AIE-ML Processor

Versal Adaptive SoC AIE-ML Architecture Manual (AM020)

Document ID

AM020

Release Date

2023-11-10

Revision

1.2 English

Similar to AIE, the AI Engine processor in AIE-ML consists of a scalar 32-bit data path, a SIMD vector data path, two load units, and a store unit, and is optimized for ML applications.

The following provides a list of AIE-ML processor features:

Instruction-based VLIW SIMD processor with new instructions
Same 16 KB program memory as in AIE
Vector unit supports 256 (8b x 8b) and 512 (4b x 8b) MAC operations
Vector unit supports 128 bloat16 MAC operations with FP32 accumulation
Vector unit supports structure sparsity and FFT processing for ML inference applications, including cint32 x cint16 multiplication (data in cint32 and twiddle factor is cint16), control support for complex and conjugation, new permute mode, and shuffle mode. See Sparsity for more information.
A new processor bus that allows the processor to access memory mapped registers in the local AIE-ML tile
The complex circular addressing modes are dropped and replaced by a 3D addressing mode
On-the-fly decompression during loading of sparse weights. See Sparsity for more information.

The AIE-ML processor removes some advanced DSP functionality used in the AIE processor including:

32-bit floating-point vector data path is not directly supported but can be emulated via decomposition into multiple multiplications of 16 x 16-bit
Scalar non-linear functions, including sin/cos, sqrt, inverse sqrt and inverse
Scalar floating point/integer conversions
Complex circular addressing and FFT addressing modes.

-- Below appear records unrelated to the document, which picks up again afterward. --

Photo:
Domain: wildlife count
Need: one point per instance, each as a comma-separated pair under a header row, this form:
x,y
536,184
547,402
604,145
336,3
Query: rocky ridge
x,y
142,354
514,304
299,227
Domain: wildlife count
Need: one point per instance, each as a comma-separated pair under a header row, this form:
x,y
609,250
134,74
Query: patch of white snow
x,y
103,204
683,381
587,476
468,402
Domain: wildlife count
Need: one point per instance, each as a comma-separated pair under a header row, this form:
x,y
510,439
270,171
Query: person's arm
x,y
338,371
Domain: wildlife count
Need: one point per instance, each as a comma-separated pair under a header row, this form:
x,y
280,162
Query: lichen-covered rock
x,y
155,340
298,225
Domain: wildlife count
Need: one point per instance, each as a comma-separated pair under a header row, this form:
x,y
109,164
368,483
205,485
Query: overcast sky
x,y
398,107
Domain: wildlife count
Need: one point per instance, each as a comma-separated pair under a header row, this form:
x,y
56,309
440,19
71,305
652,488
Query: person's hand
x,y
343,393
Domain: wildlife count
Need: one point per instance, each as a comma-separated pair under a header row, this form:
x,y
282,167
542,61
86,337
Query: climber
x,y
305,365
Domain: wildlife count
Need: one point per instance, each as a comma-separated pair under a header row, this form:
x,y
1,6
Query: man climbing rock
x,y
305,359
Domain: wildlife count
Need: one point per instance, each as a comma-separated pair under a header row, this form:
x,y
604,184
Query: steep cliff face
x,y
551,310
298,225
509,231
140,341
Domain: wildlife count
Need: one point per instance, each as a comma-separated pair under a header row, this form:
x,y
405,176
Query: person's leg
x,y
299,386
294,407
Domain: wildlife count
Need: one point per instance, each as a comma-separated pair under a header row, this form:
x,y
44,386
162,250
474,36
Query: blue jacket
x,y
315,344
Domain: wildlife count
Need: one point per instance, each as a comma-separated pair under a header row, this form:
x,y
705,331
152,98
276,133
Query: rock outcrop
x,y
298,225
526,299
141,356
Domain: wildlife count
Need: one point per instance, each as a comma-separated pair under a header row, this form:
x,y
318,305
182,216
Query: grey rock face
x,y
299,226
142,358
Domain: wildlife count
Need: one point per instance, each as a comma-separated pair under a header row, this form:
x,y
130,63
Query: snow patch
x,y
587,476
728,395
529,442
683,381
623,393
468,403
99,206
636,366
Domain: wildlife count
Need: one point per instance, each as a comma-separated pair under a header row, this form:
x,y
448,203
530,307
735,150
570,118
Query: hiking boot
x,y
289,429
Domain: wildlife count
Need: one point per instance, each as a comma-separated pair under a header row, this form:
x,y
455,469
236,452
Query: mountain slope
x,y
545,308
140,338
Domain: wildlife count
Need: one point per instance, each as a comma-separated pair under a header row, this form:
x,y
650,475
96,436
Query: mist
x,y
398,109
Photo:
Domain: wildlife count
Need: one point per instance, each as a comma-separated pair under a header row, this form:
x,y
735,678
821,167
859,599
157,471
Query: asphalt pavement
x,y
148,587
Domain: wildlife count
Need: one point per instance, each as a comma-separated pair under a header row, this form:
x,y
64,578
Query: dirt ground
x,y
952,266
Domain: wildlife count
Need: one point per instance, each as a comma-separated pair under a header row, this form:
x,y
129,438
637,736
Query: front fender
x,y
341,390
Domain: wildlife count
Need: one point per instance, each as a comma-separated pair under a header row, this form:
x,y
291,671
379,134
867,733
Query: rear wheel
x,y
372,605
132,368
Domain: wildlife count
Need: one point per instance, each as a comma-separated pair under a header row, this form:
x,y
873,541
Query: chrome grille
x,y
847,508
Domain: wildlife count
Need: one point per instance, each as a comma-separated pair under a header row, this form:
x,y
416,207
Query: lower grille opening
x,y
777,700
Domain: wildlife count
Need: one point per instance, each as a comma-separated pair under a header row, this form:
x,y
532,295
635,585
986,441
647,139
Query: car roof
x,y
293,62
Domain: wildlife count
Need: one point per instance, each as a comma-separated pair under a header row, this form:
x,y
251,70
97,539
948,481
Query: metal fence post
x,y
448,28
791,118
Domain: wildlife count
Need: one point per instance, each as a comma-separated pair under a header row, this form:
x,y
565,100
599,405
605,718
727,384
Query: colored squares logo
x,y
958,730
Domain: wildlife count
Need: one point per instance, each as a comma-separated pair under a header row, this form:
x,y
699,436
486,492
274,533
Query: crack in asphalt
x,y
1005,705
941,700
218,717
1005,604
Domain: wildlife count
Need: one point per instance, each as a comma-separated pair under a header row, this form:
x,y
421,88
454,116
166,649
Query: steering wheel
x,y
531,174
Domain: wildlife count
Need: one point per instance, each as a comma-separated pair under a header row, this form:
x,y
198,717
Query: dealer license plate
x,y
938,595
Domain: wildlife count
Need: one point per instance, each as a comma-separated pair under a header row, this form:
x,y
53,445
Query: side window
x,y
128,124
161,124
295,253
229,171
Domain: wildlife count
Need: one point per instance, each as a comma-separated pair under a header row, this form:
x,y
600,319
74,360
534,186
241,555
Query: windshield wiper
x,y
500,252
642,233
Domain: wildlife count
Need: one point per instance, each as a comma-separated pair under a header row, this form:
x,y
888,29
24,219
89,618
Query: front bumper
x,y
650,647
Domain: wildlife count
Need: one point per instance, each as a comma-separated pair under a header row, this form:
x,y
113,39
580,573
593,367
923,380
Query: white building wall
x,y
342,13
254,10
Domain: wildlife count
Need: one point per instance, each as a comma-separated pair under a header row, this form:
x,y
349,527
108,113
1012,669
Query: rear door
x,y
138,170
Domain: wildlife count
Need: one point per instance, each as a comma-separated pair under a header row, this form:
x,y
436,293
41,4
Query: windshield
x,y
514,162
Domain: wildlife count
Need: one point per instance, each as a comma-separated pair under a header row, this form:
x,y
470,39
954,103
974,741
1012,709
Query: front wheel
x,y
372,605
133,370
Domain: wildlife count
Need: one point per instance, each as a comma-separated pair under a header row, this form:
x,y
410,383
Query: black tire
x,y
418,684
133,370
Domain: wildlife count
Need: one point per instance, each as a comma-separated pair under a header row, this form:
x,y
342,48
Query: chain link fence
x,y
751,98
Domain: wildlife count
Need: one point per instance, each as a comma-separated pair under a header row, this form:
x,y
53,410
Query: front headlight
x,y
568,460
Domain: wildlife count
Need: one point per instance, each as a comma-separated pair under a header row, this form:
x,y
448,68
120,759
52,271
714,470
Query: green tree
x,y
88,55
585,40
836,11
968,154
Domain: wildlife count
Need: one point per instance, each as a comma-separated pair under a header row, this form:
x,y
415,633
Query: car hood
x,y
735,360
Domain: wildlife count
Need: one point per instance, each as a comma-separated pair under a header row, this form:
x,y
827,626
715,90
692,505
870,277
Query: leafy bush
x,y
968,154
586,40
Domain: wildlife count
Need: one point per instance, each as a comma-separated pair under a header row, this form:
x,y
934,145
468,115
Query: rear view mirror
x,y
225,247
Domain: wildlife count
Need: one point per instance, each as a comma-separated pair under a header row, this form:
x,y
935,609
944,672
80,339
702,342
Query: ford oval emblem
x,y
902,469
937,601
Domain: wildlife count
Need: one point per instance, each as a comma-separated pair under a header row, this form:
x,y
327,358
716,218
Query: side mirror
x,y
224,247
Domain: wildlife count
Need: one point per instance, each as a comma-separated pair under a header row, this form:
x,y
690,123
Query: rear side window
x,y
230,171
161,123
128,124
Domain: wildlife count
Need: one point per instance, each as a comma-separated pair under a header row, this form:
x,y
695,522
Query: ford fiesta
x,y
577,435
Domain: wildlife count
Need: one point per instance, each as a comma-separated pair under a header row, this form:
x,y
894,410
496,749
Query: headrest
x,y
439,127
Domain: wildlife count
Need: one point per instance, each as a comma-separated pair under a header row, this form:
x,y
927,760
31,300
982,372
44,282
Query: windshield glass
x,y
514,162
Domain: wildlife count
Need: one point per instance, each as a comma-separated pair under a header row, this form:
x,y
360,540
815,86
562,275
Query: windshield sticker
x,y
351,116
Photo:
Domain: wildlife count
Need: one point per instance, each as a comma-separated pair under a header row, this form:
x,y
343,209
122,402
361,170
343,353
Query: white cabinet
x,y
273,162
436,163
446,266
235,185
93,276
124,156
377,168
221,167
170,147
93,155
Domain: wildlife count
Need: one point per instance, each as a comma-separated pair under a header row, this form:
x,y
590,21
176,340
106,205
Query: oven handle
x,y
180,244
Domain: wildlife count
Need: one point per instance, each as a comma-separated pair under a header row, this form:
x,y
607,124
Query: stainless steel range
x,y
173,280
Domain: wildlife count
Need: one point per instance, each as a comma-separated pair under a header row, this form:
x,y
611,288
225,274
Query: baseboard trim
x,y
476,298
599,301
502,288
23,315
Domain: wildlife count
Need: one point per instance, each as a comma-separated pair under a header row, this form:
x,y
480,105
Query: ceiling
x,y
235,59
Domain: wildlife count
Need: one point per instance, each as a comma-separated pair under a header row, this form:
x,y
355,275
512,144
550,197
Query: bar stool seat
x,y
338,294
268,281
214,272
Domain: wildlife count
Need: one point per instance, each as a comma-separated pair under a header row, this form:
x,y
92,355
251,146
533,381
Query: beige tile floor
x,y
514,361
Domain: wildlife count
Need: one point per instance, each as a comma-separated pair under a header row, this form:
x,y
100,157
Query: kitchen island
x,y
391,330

However, some level of FFT and complex support is provided; see the AIE-ML processor features.
Limited support 128-bit load/store
Non-aligned memory access
Support for some complex data-types; some level of complex support is provided, see the AIE-ML processor features
Native support for 32 × 32 multiplication but can be emulated using 16-bit integer operands
Removal of non-blocking 128-bit stream interfaces and stream FIFOs
Control streams and packet header generations